The program has been controversial. A policy statement issued by the American Academy of Pediatrics in 2006 cautioned that dog-paddling infants and toddlers, cute as they may be, could lure parents into a false sense of security.
“Regardless of an infant’s or toddler’s apparent level of comfort and competence in or around water, constant close supervision by an adult is necessary to prevent drowning and near-drowning,” the statement said. It concluded: “Children are generally not developmentally ready for formal swimming lessons until after their fourth birthday.”
Some worry that the program could traumatize young children and make them fearful of water. Others say it could make them too confident.

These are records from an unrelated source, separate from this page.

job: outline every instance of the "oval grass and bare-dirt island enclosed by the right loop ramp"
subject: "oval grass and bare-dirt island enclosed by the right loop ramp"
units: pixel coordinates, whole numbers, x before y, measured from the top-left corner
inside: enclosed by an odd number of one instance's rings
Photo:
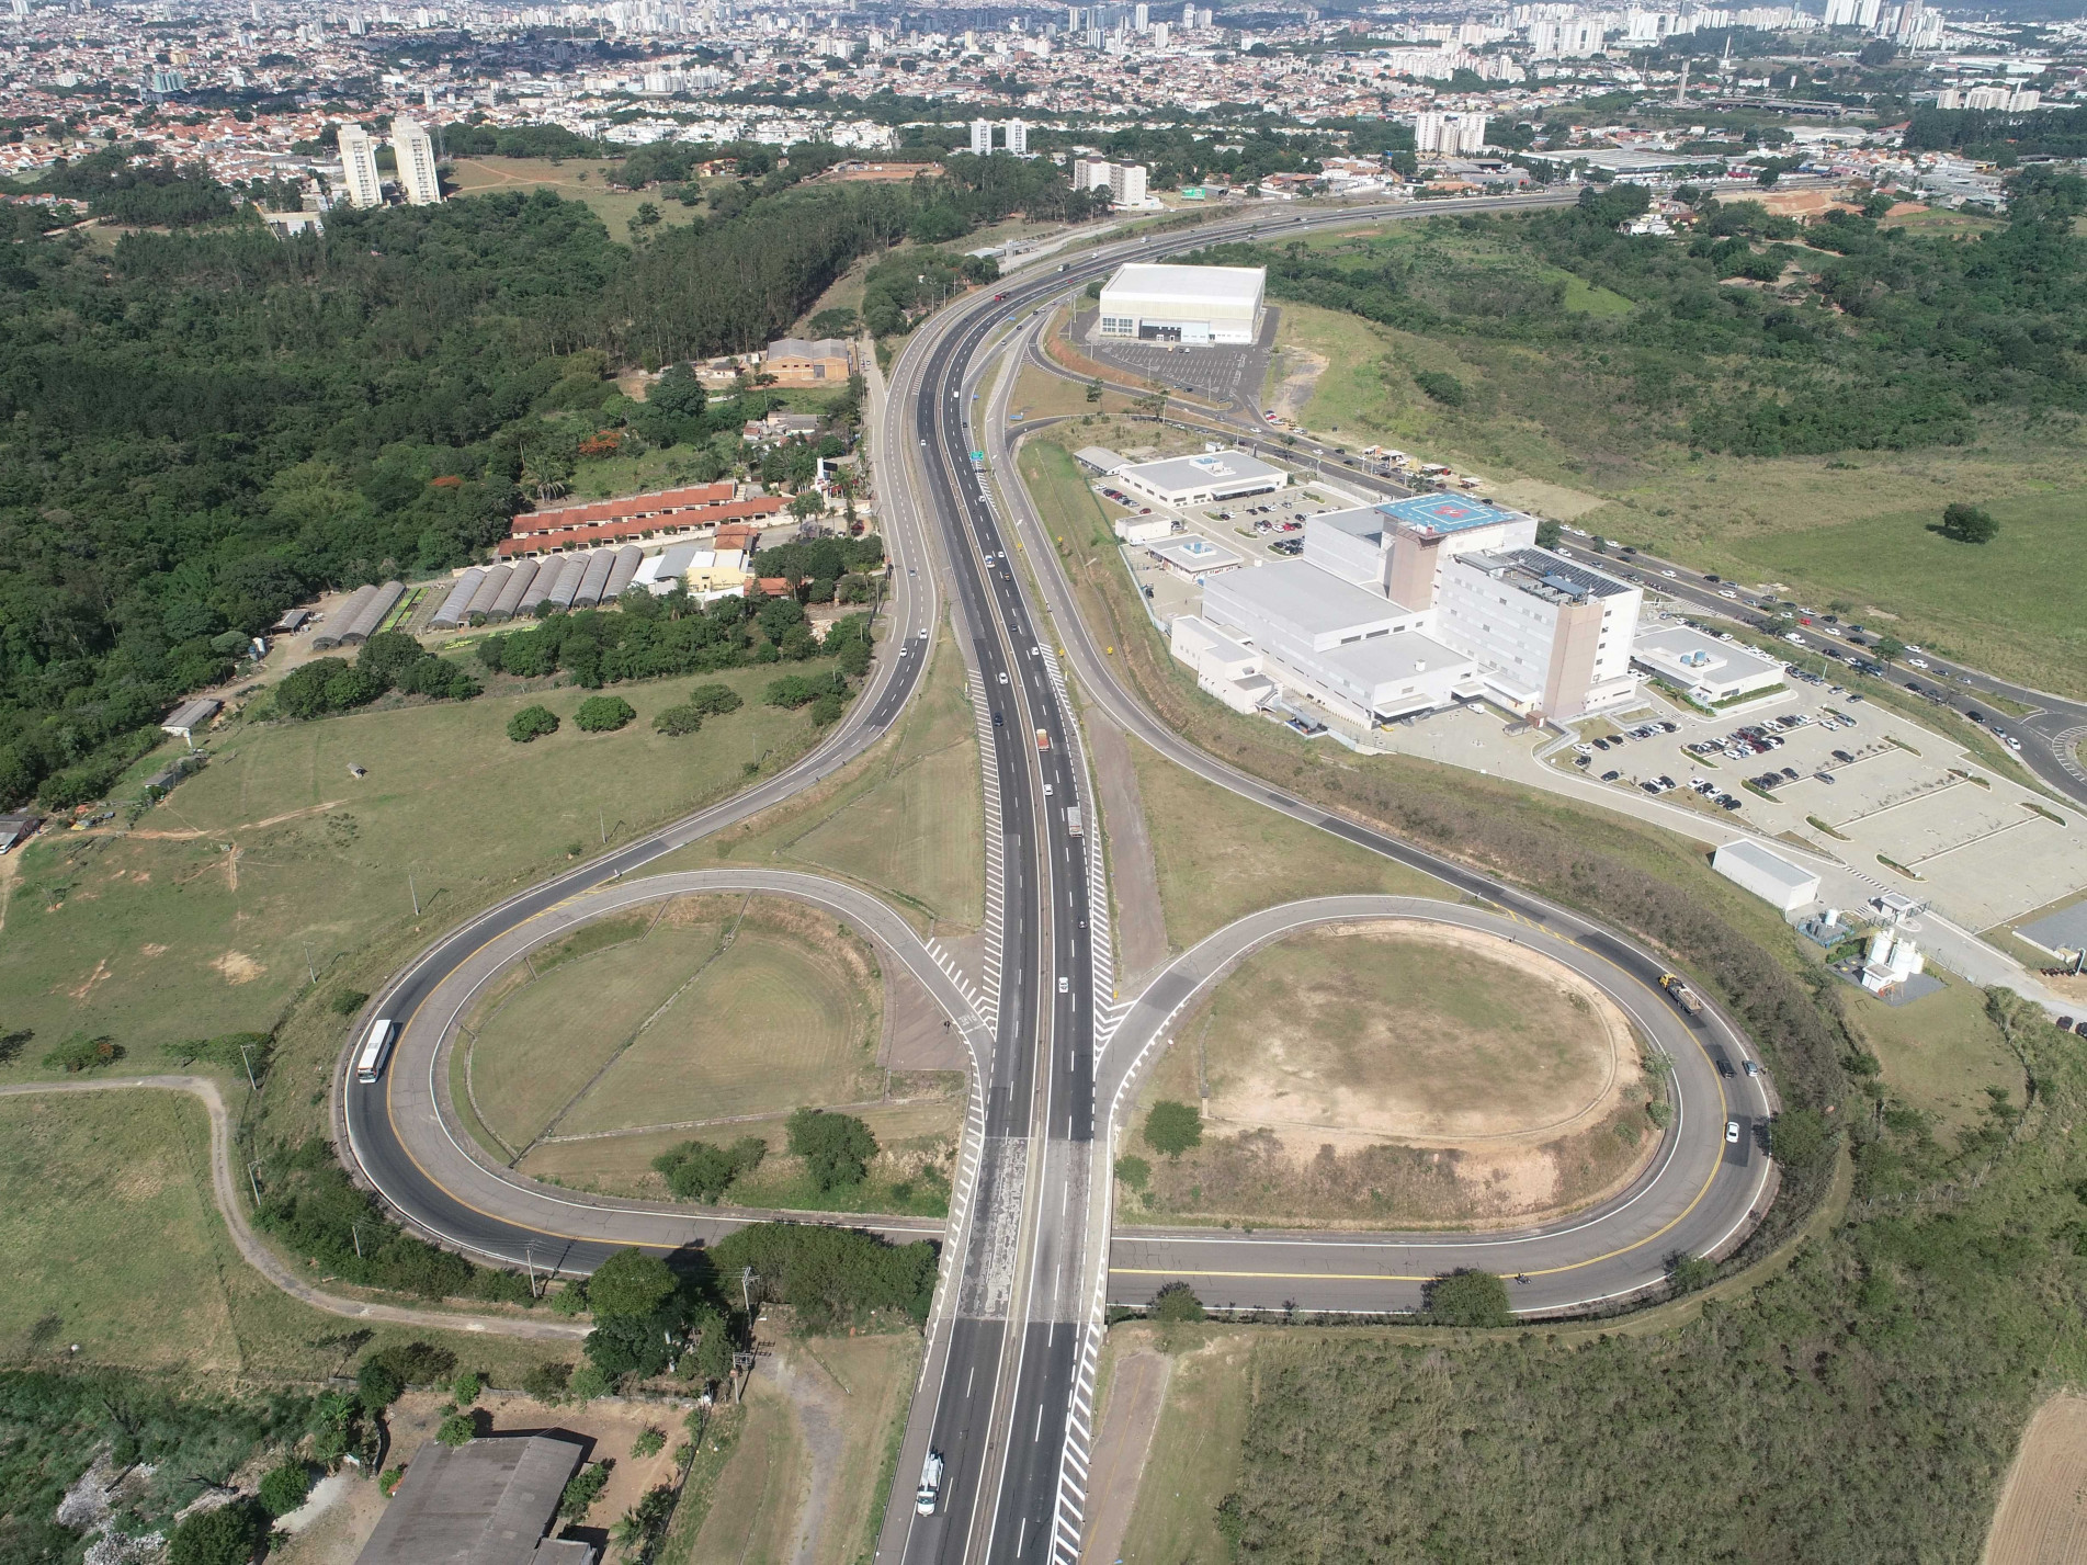
[[[1179,1025],[1142,1104],[1160,1098],[1200,1104],[1204,1143],[1148,1158],[1127,1221],[1532,1221],[1622,1189],[1659,1143],[1638,1039],[1599,987],[1419,920],[1242,962]]]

“Until you see it, it’s kind of hard to explain,” Spitz said. “It’s definitely not, ‘Throw them in the deep end and see what happens.’ They’re eased in. It’s all very structured.
“But by the end of the first week, you start to see results.”
The course can cost upward of $500 – a $105 registration fee, plus $75 a week for the lessons. Infants normally finish in about four weeks, Spitz said; older children, who learn to swim as well as to float, take about six weeks.
The bigger challenge for most families is the time commitment and logistics, Spitz said.
“It’s only 10 minutes, but it’s every day because that repetition is crucial,” she said. Spitz eventually hopes to offer evening classes, but at first they will be only during the day.
Toward the end of the course, parents join the instructor in the pool and learn techniques for playing with their children in water and maintaining the child’s floating or swimming skills. Once a year, the children can return to the instructor for a free refresher course.